Code review feedback is like tribal knowledge – hard-earned lessons that rarely get documented, but shape how teams write and maintain quality code. It’s these lessons that Awesome Reviewers capture, converting them into prompts that teach the AI agents that are increasingly embedded in software development workflows.
“AI helps us write code faster than ever, but reviewing that code remains a bottleneck,” Baz co-founder and CEO Guy Eisenkot said. “For many engineering teams and open source projects, review is still inconsistent, manual, and repetitive. Standards are enforced every day, often through scattered review comments, institutional knowledge, or buried documentation.”
Awesome Reviewers draws from more than a thousand open source projects, such as Next.js, LangChain, and FastAPI, identifying common review patterns such as style fixes, security checks, and performance tips.
One such prompt relates to configuration usage in Node.js web framework Fastify, instructing AI code review systems to ensure configuration options are explicitly declared and properly documented, with clear examples to prevent errors and improve code clarity. Developers can then hit the Copy Prompt button and paste it into any AI code review tool that lets them customize the instructions, be that Cursor, Claude Code, or Codex. Or, if they are also Baz users, they can hit the Deploy to Baz button instead, which automatically adds the prompt into their workspace for Baz’s AI to use in pull request reviews.
AI Code Review Prompts - Awesome Reviews by Baz
And so, similar to projects like DeepWiki and Context7, Awesome Reviewers captures unstructured developer knowledge and turns it into a reusable, structured, AI-readable format.
It’s worth noting that Awesome Reviewers is an open source project itself, available on GitHub under an Apache 2.0 license. Through this, developers can access the raw prompt data and create deeper integrations. For example, a team could build an automated workflow that pulls relevant prompts from the GitHub repo, feeds them into their code review system or LLM, runs checks on every new pull request, and posts inline suggestions based on the results.

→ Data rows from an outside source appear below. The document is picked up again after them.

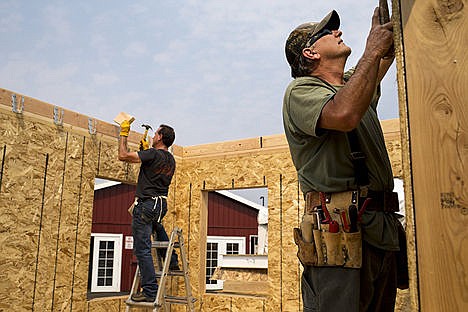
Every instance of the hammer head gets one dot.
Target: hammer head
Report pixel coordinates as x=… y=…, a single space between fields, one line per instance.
x=147 y=127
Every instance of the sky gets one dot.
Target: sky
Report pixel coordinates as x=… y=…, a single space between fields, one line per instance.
x=215 y=70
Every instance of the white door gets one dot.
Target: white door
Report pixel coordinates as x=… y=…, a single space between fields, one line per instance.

Prompts for Python, TypeScript, and Go
At the time of writing Awesome Reviewers features more than 470 prompts spanning 15 programming languages, though the core focus initially centers on Python, TypeScript, and Go. Eisenkot acknowledged that the library isn’t quite perfect, as some of the prompts may be too narrow or too broad. “But they’re real, and they work,” he said.

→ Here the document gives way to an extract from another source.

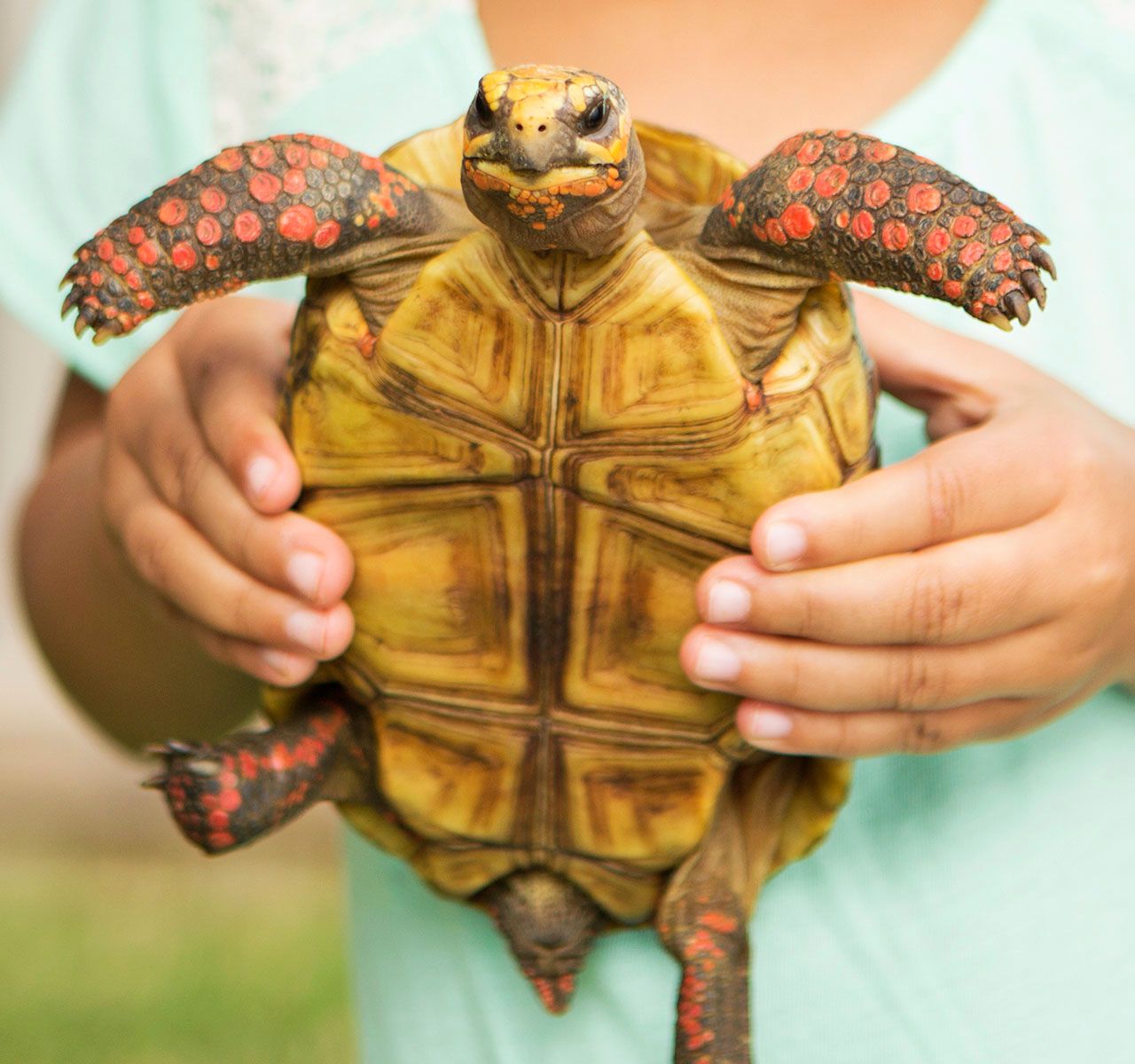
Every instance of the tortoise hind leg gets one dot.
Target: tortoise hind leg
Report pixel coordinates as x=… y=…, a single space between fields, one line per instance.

Responses from the community so far have generally been positive, with one person underscoring the value in getting real, human-like feedback early in the development process. Another was also curious as to whether the prompts transfer equally well across different programming languages.

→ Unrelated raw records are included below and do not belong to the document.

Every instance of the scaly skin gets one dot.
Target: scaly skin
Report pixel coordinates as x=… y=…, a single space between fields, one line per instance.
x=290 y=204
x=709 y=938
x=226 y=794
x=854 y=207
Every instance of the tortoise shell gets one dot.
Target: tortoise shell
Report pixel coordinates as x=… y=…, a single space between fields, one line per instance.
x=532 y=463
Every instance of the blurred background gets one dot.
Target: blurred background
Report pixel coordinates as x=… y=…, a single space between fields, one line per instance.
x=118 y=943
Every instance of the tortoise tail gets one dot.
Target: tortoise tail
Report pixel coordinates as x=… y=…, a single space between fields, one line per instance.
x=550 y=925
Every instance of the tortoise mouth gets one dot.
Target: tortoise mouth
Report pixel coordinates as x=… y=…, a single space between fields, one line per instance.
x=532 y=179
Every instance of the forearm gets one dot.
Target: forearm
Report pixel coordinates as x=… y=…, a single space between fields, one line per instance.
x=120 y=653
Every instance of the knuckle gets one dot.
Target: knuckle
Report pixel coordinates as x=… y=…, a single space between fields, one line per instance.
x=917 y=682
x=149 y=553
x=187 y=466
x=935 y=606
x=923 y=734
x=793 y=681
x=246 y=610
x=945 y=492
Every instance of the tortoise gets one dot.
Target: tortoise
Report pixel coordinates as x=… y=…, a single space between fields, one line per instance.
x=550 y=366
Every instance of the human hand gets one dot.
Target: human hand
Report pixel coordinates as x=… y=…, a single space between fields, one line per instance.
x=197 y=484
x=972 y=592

Elsewhere, one engineer noted that the experience could be improved with smarter ways to connect prompts directly to coding tools such as Cursor, reducing the need to manually search for appropriate feedback.

That said, because Awesome Reviewers is open source, developers have the freedom to build these kinds of custom integrations themselves with a bit of elbow grease. And if truth be told, Baz might be more inclined to reserve the most seamless features – like 1-click prompt deployment – for its own platform.